Pagi itu, di Lapangan Desa Panggunan, suara komando menggema di antara bau lumpur dan pohon tumbang.
SUMUT |LINTASTIMOR.ID) –
Sabtu pagi, 29 November 2025, udara di Kecamatan Pakkat masih basah oleh ingatan malam panjang yang tak sempat diantisipasi. Bupati Humbang Hasundutan, Dr. Oloan Nababan, S.H., M.H, berdiri tegak di samping Kapolres, AKBP Arthur Sameaputty, S.I.K., memimpin apel siaga tanggap darurat dengan sorot mata yang menyimpan urgensi kemanusiaan.
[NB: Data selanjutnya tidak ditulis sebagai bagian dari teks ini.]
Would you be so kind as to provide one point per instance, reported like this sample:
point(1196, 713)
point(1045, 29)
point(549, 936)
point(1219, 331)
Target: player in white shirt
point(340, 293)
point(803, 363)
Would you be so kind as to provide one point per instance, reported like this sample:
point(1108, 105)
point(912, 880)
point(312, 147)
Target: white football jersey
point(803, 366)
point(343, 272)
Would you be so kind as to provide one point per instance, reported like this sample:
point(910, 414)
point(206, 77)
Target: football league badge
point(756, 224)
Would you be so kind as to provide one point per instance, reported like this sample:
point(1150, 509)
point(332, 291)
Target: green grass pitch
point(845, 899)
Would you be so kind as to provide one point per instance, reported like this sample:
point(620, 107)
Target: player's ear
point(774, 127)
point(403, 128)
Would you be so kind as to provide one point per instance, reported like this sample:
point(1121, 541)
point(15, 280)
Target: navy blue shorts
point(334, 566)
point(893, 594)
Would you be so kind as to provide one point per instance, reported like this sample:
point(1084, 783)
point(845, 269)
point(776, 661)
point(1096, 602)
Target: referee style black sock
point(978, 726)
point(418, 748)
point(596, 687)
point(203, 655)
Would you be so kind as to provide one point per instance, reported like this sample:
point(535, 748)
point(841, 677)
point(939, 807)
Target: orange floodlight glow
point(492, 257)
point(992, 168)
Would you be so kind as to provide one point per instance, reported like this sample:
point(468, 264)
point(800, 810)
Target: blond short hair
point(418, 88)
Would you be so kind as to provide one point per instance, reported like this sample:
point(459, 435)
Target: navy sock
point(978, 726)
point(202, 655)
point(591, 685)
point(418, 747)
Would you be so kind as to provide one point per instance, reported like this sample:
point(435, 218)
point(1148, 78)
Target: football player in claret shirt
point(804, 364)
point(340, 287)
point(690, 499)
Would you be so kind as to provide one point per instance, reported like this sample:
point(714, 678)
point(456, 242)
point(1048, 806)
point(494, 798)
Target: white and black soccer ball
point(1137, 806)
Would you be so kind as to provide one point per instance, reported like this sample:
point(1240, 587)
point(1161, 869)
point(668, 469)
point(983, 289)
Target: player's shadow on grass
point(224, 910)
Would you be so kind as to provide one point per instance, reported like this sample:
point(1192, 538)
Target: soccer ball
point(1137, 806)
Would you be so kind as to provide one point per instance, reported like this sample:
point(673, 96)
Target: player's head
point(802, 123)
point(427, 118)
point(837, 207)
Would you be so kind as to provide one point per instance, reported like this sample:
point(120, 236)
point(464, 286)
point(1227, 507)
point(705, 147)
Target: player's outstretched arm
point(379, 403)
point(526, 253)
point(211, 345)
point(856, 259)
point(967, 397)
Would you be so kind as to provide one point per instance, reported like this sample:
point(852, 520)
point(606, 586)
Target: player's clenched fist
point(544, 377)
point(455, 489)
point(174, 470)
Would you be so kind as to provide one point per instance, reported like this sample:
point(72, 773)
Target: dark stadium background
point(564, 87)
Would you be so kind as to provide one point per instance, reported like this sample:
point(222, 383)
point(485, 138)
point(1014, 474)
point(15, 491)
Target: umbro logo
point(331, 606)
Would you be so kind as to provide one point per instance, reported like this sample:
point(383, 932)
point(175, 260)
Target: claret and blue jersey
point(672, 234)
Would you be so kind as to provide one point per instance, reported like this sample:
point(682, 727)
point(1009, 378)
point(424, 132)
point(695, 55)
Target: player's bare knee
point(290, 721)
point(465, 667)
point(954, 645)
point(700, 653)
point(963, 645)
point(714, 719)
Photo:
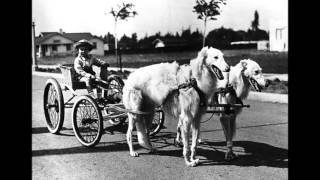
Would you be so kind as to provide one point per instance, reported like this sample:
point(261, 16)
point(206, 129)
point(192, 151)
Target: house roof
point(72, 36)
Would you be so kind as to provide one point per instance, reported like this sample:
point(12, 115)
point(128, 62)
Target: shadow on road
point(42, 130)
point(252, 153)
point(255, 154)
point(101, 147)
point(211, 153)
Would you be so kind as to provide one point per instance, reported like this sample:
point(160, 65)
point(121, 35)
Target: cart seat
point(69, 77)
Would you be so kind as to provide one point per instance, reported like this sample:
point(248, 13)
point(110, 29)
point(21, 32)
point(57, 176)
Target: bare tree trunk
point(116, 42)
point(34, 56)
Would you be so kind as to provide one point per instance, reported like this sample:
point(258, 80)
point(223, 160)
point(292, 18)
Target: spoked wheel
point(87, 121)
point(53, 105)
point(114, 93)
point(157, 122)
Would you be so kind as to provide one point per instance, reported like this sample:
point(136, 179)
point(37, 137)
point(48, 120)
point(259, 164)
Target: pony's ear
point(204, 54)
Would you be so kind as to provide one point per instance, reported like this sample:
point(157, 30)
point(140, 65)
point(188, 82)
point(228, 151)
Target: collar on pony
point(254, 84)
point(223, 91)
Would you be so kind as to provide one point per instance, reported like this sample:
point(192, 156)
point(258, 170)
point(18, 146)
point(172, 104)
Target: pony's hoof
point(134, 154)
point(152, 151)
point(177, 143)
point(191, 164)
point(195, 161)
point(230, 156)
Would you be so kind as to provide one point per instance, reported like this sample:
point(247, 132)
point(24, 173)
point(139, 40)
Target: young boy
point(83, 65)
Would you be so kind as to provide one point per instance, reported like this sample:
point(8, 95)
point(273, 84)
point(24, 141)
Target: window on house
point(54, 47)
point(278, 33)
point(94, 45)
point(68, 47)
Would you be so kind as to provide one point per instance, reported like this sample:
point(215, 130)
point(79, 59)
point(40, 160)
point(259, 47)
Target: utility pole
point(34, 56)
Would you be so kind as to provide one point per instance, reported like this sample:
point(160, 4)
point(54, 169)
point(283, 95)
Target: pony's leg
point(185, 132)
point(131, 123)
point(228, 125)
point(195, 127)
point(177, 141)
point(142, 132)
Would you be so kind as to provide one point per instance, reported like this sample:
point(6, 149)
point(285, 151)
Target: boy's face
point(83, 51)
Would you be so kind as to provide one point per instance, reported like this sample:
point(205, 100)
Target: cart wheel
point(114, 93)
point(53, 105)
point(157, 122)
point(87, 121)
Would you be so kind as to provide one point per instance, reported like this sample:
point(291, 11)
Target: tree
point(123, 13)
point(207, 11)
point(255, 22)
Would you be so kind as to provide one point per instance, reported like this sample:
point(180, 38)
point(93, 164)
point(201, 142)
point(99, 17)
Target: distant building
point(61, 43)
point(158, 43)
point(169, 42)
point(260, 45)
point(278, 35)
point(263, 45)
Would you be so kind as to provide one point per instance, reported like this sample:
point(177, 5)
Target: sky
point(153, 16)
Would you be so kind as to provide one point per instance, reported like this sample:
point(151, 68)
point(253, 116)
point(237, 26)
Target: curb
point(257, 96)
point(268, 97)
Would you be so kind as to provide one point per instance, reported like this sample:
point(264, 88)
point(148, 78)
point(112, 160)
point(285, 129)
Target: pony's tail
point(143, 137)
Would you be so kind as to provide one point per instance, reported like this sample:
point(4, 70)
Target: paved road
point(261, 143)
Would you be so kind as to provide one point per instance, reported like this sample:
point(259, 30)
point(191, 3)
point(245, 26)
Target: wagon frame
point(87, 116)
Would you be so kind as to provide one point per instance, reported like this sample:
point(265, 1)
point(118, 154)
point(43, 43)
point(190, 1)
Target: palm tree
point(123, 12)
point(207, 11)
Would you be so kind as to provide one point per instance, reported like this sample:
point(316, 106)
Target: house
point(169, 43)
point(278, 35)
point(158, 43)
point(259, 45)
point(61, 43)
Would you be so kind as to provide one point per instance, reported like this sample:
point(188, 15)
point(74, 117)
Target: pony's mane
point(239, 82)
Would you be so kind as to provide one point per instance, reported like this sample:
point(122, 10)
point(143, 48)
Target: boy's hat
point(83, 43)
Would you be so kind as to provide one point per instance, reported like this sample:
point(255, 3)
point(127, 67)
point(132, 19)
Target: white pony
point(182, 91)
point(245, 75)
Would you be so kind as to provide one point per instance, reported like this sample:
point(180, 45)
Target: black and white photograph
point(159, 89)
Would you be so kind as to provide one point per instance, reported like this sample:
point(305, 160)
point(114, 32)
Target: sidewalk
point(257, 96)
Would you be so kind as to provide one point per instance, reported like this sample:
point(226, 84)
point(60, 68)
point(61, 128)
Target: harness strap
point(193, 84)
point(224, 91)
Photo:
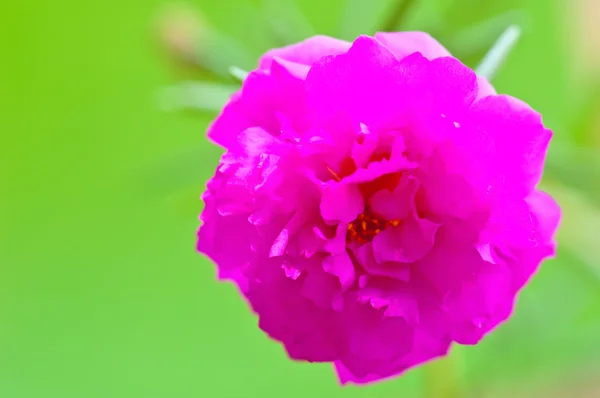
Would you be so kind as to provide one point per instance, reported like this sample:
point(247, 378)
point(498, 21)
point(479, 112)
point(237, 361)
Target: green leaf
point(287, 21)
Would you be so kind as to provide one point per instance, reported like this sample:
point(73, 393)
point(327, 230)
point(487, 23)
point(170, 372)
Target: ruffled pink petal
point(403, 44)
point(308, 332)
point(341, 266)
point(397, 204)
point(408, 242)
point(341, 202)
point(513, 139)
point(362, 83)
point(262, 98)
point(306, 52)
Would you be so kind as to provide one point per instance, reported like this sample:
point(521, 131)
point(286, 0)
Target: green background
point(101, 291)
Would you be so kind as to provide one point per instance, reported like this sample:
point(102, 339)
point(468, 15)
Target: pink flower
point(377, 201)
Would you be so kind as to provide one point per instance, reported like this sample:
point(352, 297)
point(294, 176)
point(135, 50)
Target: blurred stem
point(238, 73)
point(397, 15)
point(442, 378)
point(497, 54)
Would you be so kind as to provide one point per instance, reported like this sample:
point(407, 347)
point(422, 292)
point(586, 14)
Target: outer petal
point(363, 83)
point(405, 43)
point(306, 52)
point(274, 102)
point(309, 332)
point(510, 137)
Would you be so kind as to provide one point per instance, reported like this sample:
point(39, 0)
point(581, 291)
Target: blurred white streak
point(238, 73)
point(495, 57)
point(201, 96)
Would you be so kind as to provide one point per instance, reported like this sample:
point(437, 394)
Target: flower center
point(366, 226)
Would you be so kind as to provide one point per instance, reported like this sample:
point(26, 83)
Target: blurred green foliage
point(101, 292)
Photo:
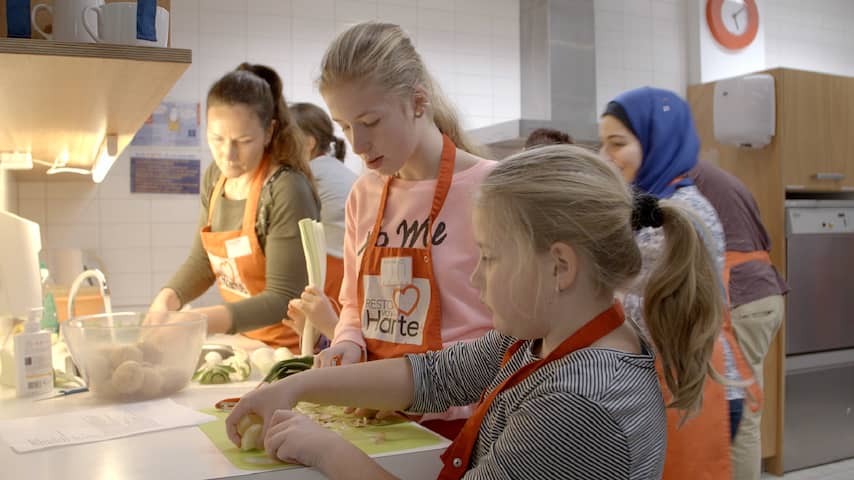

Di hadapan mereka, puluhan personel TNI–Polri, Basarnas, BPBD, Tagana, dan PMI berdiri berbaris—bukan untuk seremoni, tetapi untuk sebuah misi yang masih terbuka: mencari dua nyawa lagi yang belum pulang.
Di sela apel, Bupati menegaskan dengan nada yang menggantung di udara dingin Pakkat:
“Kita kehilangan lima warga. Tiga sudah ditemukan. Dua lagi masih menunggu kita. Kita harus siap 24 jam, saling membantu, saling melihat, jangan ada yang terlewat.”
Kata-kata itu jatuh pelan, tetapi mengguncang. Di tanah yang masih basah oleh air bah, kesiapsiagaan bukan lagi slogan—melainkan kewajiban moral.
Banjir yang Datang Secepat Nafas yang Tersengal
Kepala Desa Panggugunan, Rinding Sibagariang, adalah saksi malam itu.
Dini hari, pukul 03.00 WIB, 26 November 2025, desa kecil ini digulung suara gemuruh yang “seperti bumi sedang membelah diri”. Ia menceritakan dengan nada yang setengah percaya, setengah masih trauma:
“Air datang sangat cepat. Warga tak sempat selamatkan apa pun. Batu-batu besar, kayu-kayu besar, semuanya menghantam rumah.”
Banjir bandang itu adalah yang terparah dalam beberapa tahun terakhir—lebih liar, lebih brutal, dan lebih tak terduga. Desa yang biasanya sunyi berubah menjadi lorong air deras, membawa lumpur, bebatuan, dan serpihan kehidupan.
Warga kini diungsikan ke tempat aman, menunggu himbauan pemerintah sambil memandangi rumah mereka yang tinggal kerangka.
Lapangan yang Menjadi Ruang Strategi dan Doa
Apel digelar di lapangan yang kini berubah menjadi pusat koordinasi.
Perahu karet telah dipompakan. Tenda pengungsian tegak tanpa banyak kata. Logistik disortir. Kendaraan operasional disiagakan. Posko pengaduan berdiri untuk warga yang membutuhkan arah di tengah kekacauan.
Di tempat itu, garis antara militer, polisi, relawan, dan warga hilang—semuanya menjadi satu: manusia yang menolong manusia lain.
Refleksi di Tengah Bencana: Ketika Alam Menuntut Perhatian
Di balik operasi penanggulangan ini, ada tanya yang menggantung:
Seberapa siap kita ketika alam memutuskan untuk berubah arah?
Humbang Hasundutan adalah wilayah berbukit, berlembah, dan rentan terhadap curah hujan ekstrem. Namun kesiapsiagaan sering kali baru penuh ketika malapetaka sudah terjadi.
Bencana tak pernah datang hanya sebagai peristiwa, tetapi juga sebagai peringatan: bahwa tata ruang, ekologi, dan kesiapan harus menjadi percakapan yang lebih lantang.
Di tanah yang retak dan becek ini, manusia diuji bukan oleh alam saja, tetapi juga oleh kapasitasnya untuk peduli, terkoordinasi, dan tidak terlambat.
Mencari yang Belum Kembali
Meski status tanggap darurat ditetapkan untuk tiga hari, waktu terasa bergerak lebih cepat daripada air yang datang malam itu. Petugas terus menyusuri sisa-sisa puing, lumpur, dan batang kayu. Bau tanah basah bercampur dengan ketegangan.
Hingga berita ini ditulis, dua warga masih belum ditemukan.
Dan para pencari itu tahu: setiap menit mungkin berarti hidup atau kepergian abadi.
Cuaca ekstrem masih mengancam. Warga dihimbau tetap waspada. Di balik semua kepanikan, satu hal tetap hidup: harapan—rapuh, tapi belum padam.
Desa Panggunan, dalam sepekan terakhir, telah berubah dari ruang tenang menjadi babak baru kemanusiaan.
Di sana, di antara serpihan kayu dan batu besar yang dibawa banjir, ada pelajaran yang tidak boleh dilupakan:
Bencana datang cepat. Tanggung jawab manusia harus datang lebih cepat.